Probably helpful to know who you have tried so people don't suggest em, and so they have a better idea of what your looking for, or not


----------



## ETX (Feb 27, 2012)

Cannot recall the name of the other one I purchased from however the London one I was referring to was Whittards of Chelsea.


----------



## Outlaw333 (Dec 13, 2011)

Coffee Compass have a nice one. here http://www.coffeecompass.co.uk/shop/roasted-origin-coffee/india/indian-monsoon-malabar-500g.html


----------



## lookseehear (Jul 16, 2010)

Whittards is more for tea in my opinion, they don't offer fresh roasted coffee. I'd try coffeebeanshop, they have a good reputation and roast all their coffee to order so its always fresh.

Sent from my ICS Touchpad with Tapatalk


----------



## ETX (Feb 27, 2012)

Thanks for the info, shall give both of them a try after I get rid of this latest batch.


----------



## mike 100 (Jul 15, 2010)

Drinking Coffeebeanshopltd Monson Malabar right now, highly reccommended, very good flavour, terrific crema, you won't regret buying this one!


----------



## fluffykiwi (Dec 19, 2011)

I've just bought some from James Gourmet coffee. First ever attempt at monsooned malabar, so nothing similar to compare them to, but easy to dial in the grinder and taste ok (I'm never usually confident any problems are not my useless technique, this said very drinkable espresso with no angst).
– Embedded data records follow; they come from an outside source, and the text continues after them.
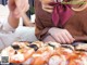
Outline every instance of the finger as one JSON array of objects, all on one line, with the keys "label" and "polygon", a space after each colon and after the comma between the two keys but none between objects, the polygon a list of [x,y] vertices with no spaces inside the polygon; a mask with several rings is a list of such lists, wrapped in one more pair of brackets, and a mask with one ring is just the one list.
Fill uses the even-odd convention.
[{"label": "finger", "polygon": [[49,4],[46,4],[44,5],[45,9],[48,9],[48,10],[53,10],[53,6],[49,5]]},{"label": "finger", "polygon": [[74,38],[72,37],[72,35],[69,31],[66,31],[65,34],[66,34],[67,38],[71,40],[71,42],[73,42]]},{"label": "finger", "polygon": [[60,40],[60,38],[59,38],[57,35],[54,35],[54,36],[51,35],[51,37],[52,37],[57,42],[62,43],[62,41]]},{"label": "finger", "polygon": [[63,39],[65,40],[66,43],[71,43],[72,41],[69,39],[69,37],[66,36],[66,34],[62,34]]},{"label": "finger", "polygon": [[63,37],[62,34],[60,34],[60,35],[58,36],[58,38],[61,40],[62,43],[66,43],[66,41],[65,41],[65,39],[64,39],[64,37]]},{"label": "finger", "polygon": [[49,12],[49,13],[52,13],[52,10],[47,10],[47,9],[44,9],[45,11]]}]

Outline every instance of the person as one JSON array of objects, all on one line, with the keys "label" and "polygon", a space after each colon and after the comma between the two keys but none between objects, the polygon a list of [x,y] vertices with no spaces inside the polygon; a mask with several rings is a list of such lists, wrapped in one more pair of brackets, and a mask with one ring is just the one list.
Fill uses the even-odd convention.
[{"label": "person", "polygon": [[[73,43],[75,41],[87,41],[87,3],[70,5],[61,4],[66,0],[57,1],[35,0],[36,37],[45,42]],[[76,1],[83,2],[84,0]],[[80,6],[85,8],[79,10]],[[57,24],[54,21],[57,21]]]},{"label": "person", "polygon": [[13,32],[18,26],[21,13],[26,13],[28,10],[29,5],[27,2],[28,0],[8,0],[9,17],[4,22],[0,21],[0,50],[13,42]]}]

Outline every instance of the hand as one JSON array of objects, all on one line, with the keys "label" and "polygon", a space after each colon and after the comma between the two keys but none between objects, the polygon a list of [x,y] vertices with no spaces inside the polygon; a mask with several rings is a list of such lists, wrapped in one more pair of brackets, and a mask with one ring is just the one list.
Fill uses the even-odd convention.
[{"label": "hand", "polygon": [[42,10],[52,13],[53,6],[49,5],[50,2],[53,2],[53,0],[40,0]]},{"label": "hand", "polygon": [[15,4],[20,12],[26,13],[29,9],[28,0],[15,0]]},{"label": "hand", "polygon": [[60,28],[51,28],[48,31],[57,42],[60,43],[72,43],[74,41],[74,38],[71,36],[71,34],[66,29],[60,29]]},{"label": "hand", "polygon": [[10,9],[10,12],[15,17],[21,17],[21,12],[26,12],[29,9],[28,0],[9,0],[8,5]]}]

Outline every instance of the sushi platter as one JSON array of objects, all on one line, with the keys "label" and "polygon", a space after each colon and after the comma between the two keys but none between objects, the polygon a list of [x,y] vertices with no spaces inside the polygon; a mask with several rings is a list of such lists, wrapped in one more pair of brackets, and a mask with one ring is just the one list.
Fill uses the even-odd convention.
[{"label": "sushi platter", "polygon": [[27,65],[87,65],[87,44],[57,42],[13,42],[2,50],[9,63]]}]

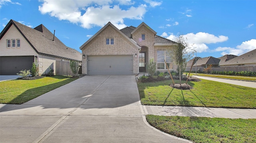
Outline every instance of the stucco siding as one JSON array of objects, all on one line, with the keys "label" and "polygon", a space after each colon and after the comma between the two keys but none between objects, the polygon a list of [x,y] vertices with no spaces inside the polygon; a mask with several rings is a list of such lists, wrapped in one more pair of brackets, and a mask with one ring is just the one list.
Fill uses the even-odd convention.
[{"label": "stucco siding", "polygon": [[[7,47],[7,39],[11,40],[11,47]],[[12,39],[16,40],[15,47],[12,47]],[[20,47],[17,46],[17,39],[20,40]],[[1,56],[32,56],[37,55],[37,53],[27,41],[24,37],[17,29],[14,25],[12,25],[0,40]]]},{"label": "stucco siding", "polygon": [[39,55],[38,58],[39,74],[40,75],[48,74],[50,67],[53,69],[54,73],[56,74],[56,61],[69,61],[69,60],[67,59]]},{"label": "stucco siding", "polygon": [[[114,45],[106,45],[106,38],[114,38]],[[108,25],[99,34],[82,48],[82,73],[87,74],[87,56],[92,55],[133,55],[133,71],[134,74],[138,73],[138,49],[133,43]]]}]

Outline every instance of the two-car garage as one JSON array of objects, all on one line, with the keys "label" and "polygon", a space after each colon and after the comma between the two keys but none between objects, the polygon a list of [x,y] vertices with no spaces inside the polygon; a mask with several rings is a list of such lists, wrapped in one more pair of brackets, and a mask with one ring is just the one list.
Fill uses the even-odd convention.
[{"label": "two-car garage", "polygon": [[88,75],[133,75],[132,55],[88,56]]},{"label": "two-car garage", "polygon": [[0,57],[0,75],[16,75],[22,70],[30,70],[34,56]]}]

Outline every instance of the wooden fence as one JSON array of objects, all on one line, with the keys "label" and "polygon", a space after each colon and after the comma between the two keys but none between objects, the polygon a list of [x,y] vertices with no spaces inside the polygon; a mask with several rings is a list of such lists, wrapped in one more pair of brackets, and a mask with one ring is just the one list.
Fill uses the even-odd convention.
[{"label": "wooden fence", "polygon": [[[82,69],[81,66],[80,69]],[[73,76],[75,75],[70,68],[70,63],[68,61],[56,61],[55,73],[57,75]],[[78,73],[77,73],[78,74]]]},{"label": "wooden fence", "polygon": [[[202,72],[205,68],[197,67],[197,71]],[[186,68],[186,71],[189,71],[190,68]],[[233,71],[234,72],[240,72],[242,71],[251,71],[256,72],[256,67],[213,67],[212,69],[212,71]],[[191,71],[195,72],[196,68],[192,67]]]}]

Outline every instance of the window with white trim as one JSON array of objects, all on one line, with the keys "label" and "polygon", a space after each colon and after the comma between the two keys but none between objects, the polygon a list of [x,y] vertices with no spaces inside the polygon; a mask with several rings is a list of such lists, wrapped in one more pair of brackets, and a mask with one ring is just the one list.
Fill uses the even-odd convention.
[{"label": "window with white trim", "polygon": [[11,39],[8,39],[6,40],[6,43],[7,48],[10,48],[11,47]]},{"label": "window with white trim", "polygon": [[15,39],[12,39],[12,47],[15,47]]},{"label": "window with white trim", "polygon": [[106,44],[110,45],[110,45],[114,45],[114,38],[107,38],[106,39]]},{"label": "window with white trim", "polygon": [[17,39],[17,47],[20,47],[20,40],[19,39]]},{"label": "window with white trim", "polygon": [[172,60],[168,52],[166,50],[157,50],[157,69],[167,69],[167,67],[164,63],[164,60],[169,67],[169,69],[173,69],[173,61]]},{"label": "window with white trim", "polygon": [[141,39],[142,40],[145,40],[145,34],[141,35]]}]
Relatively quick delivery and good communication too.


----------



## ETX (Feb 27, 2012)

I have tried the James Gourmet monsooned and it was much better than the Whittards however not a patch with Hasbean's.

May be I have got used to the way Steve roasts his.

Am about to order some from coffeebeanshopltd , shall let you know how I get on.


----------



## ETX (Feb 27, 2012)

Quick update, have received a batch of Monsooned from coffeebeanshopltd and it is going down very well.

It is as good as the best Monsooned I have tried so I am very pleased.

Really missed this cup for these last 2 months, thanks for your help guys.


----------



## mike 100 (Jul 15, 2010)

Try the Yirgacheffe from them if you can, always roasted just right to me very nice indeed!


----------



## ETX (Feb 27, 2012)

Shall do next time Mike, thanks.


----------